Intensive Sampling for E. Coli, Salmonella, Listeria Moncytogenes & Initial Survey & Detection Methods for Norovirus, in the Salinas Valley.
Location: Produce Safety and Microbiology Research
Project Number: 5325-42000-047-04
Start Date: Aug 15, 2011
End Date: Aug 04, 2016
Acquire E coli and Salmonella contamination data, necessary for parameterizing the predictive geospatial risk assessment model (PGRAM) developed for FDA by NASA.
ARS will coordinate with scientists at FDA and NASA to plan for the collection of at least 525 samples during this project. In the design, the goal is to achieve optimal “chain of custody” of samples and shorter times from field to lab. Time will be taken during the design phase to assess the benefits of more frequent sampling of a single site, or limited number of sites, to monitor runoff and/or movement during heavy precipitation events. For example, a swab could be introduced into flowing water every day, twice a day, four times a day, for a few days. Sites could be selected based on previous data indicating higher incidence relative to other sites.The sampling sites will be picked from among many that have previously been sampled by ARS. Many of the potential sites are located near produce fields and/or are watersheds that flow through a large number of fields.
Type of Work to be completed:
We will use “Moore Swabs” for sampling the sites because they pick up much higher levels of bacteria flowing by than can a grab sample. As per plan and schedule, a trained sampler will label, place and extract the “Moore Swabs”, and take the samples to the lab for analysis. The laboratory is approximately 2 to 3.5 hours from the relevant watershed sampling sites in the proposed study (northern Monterey and San Benito counties and Southern Monterey County) based on previous incidence data.The cost of analysis of any environmental sample for STEC and Salmonella are high due to the expensive chromogenic media needed for robust isolation and identification.

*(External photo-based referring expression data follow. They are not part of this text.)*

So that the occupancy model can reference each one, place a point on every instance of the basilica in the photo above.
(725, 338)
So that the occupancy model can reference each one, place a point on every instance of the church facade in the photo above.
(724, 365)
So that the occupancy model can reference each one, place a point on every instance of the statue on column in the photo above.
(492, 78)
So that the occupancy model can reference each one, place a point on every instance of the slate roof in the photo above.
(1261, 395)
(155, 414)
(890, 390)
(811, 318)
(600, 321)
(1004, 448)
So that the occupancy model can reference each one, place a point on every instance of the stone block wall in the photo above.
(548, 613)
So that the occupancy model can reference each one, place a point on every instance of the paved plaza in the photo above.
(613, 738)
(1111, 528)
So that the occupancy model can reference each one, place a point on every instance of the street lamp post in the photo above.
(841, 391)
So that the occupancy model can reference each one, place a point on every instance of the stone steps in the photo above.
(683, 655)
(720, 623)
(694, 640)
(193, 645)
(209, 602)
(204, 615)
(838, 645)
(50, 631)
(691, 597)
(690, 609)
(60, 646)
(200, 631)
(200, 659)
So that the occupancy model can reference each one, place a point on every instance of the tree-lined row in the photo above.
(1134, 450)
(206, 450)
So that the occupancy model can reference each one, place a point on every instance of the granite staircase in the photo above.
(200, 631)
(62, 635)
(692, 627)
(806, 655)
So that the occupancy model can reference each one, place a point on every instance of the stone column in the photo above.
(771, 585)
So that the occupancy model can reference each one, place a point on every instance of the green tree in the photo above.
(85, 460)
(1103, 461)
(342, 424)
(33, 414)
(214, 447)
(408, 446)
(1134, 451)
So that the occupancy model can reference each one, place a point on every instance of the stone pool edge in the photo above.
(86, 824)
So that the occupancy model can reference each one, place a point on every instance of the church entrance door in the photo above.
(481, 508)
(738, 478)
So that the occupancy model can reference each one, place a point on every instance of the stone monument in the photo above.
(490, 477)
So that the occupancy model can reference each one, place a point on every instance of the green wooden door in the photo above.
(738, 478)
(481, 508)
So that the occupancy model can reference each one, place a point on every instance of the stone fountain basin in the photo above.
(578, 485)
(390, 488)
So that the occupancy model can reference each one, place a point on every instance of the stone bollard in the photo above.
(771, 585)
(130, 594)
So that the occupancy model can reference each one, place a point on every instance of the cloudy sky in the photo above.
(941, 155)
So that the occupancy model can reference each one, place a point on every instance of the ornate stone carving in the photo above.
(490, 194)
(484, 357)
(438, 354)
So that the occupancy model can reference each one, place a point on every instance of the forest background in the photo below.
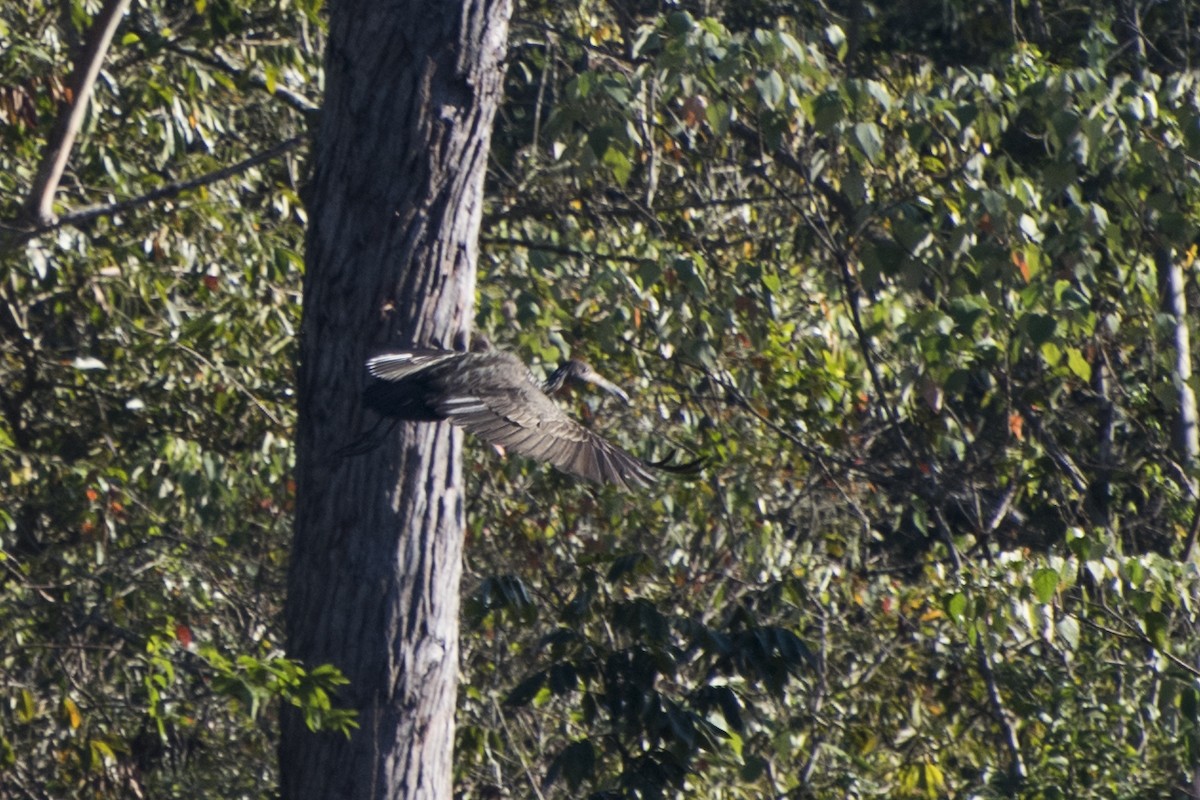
(913, 277)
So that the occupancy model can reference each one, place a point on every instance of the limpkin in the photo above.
(493, 395)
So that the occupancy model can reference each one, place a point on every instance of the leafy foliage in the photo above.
(897, 275)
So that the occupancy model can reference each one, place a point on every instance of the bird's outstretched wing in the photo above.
(397, 365)
(526, 421)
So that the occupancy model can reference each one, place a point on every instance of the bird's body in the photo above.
(495, 396)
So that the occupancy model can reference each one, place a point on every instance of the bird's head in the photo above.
(582, 372)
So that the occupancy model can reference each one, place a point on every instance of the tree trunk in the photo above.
(395, 206)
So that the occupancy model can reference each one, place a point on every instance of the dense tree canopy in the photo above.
(912, 277)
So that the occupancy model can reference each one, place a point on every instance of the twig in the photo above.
(40, 205)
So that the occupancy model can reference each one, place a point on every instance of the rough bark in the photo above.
(395, 205)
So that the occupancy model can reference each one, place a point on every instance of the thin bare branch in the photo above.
(40, 205)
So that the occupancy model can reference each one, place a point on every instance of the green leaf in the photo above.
(1045, 583)
(869, 139)
(1079, 365)
(1039, 328)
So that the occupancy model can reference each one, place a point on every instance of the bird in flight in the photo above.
(493, 395)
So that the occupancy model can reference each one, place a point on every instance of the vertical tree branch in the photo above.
(40, 205)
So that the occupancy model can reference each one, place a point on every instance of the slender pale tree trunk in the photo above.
(395, 205)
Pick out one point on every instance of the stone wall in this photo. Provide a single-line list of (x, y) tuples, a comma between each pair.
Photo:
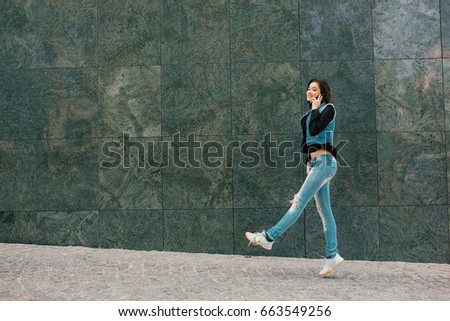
[(150, 124)]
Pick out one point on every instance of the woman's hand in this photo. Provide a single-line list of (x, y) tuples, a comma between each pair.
[(315, 102)]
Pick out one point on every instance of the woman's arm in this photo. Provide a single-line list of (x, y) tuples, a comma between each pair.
[(320, 120)]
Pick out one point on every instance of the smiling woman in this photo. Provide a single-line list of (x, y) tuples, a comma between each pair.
[(318, 128)]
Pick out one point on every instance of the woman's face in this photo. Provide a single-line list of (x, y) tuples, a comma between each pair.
[(313, 91)]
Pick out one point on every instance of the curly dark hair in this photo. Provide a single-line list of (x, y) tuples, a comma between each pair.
[(325, 89)]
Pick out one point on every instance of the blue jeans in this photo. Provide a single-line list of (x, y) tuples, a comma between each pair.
[(317, 185)]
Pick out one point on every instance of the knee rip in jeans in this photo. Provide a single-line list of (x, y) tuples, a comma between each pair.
[(294, 201)]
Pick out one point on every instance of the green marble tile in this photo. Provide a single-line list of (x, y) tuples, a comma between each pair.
[(261, 182), (130, 101), (20, 36), (446, 65), (264, 31), (352, 92), (17, 175), (68, 34), (406, 29), (414, 234), (78, 228), (22, 117), (189, 182), (53, 103), (412, 168), (266, 98), (132, 183), (445, 26), (409, 95), (357, 233), (336, 30), (137, 230), (356, 180), (69, 99), (291, 243), (195, 32), (447, 141), (209, 231), (129, 32), (67, 175), (196, 99)]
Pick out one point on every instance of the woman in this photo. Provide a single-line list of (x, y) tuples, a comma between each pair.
[(318, 128)]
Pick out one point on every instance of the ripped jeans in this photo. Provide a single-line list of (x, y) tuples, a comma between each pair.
[(317, 185)]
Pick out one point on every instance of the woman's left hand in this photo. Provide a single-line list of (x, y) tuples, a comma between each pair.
[(315, 102)]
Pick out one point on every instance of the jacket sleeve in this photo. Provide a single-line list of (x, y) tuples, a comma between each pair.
[(320, 120)]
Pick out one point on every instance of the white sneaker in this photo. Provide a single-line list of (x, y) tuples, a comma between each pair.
[(331, 264), (259, 239)]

The STEC method involves enrichment culture, Dynal O157 IMS beads, then subculture on four different media (CT-SMAC, Rainbow O157, Chromagar O157 and Sheep red blood cell agar), and intensive colony picking, RT-PCR for Shigatoxin (Stx) and characterization of each strain by serotyping for the “top 10 serovars,” virulence genes (eae, hlyA, stx1, stx2, fliC, perosamine synthase), PFGE (O157 only), and 11 loci MLVA for O157 STEC strains and 7 loci MLVA-ompA sequence hybrid method for non-O157 STEC strains.
Salmonella strains are isolated by non-selective enrichment, then IMS capture and plating on MSRV medium, and colonies are subcultured on XLD and other media. Isolates are confirmed as Salmonella by PCR and fingerprinted by PFGE and MLST.
Water samples will be tested by Colilert assay also for MPN of generic E. coli.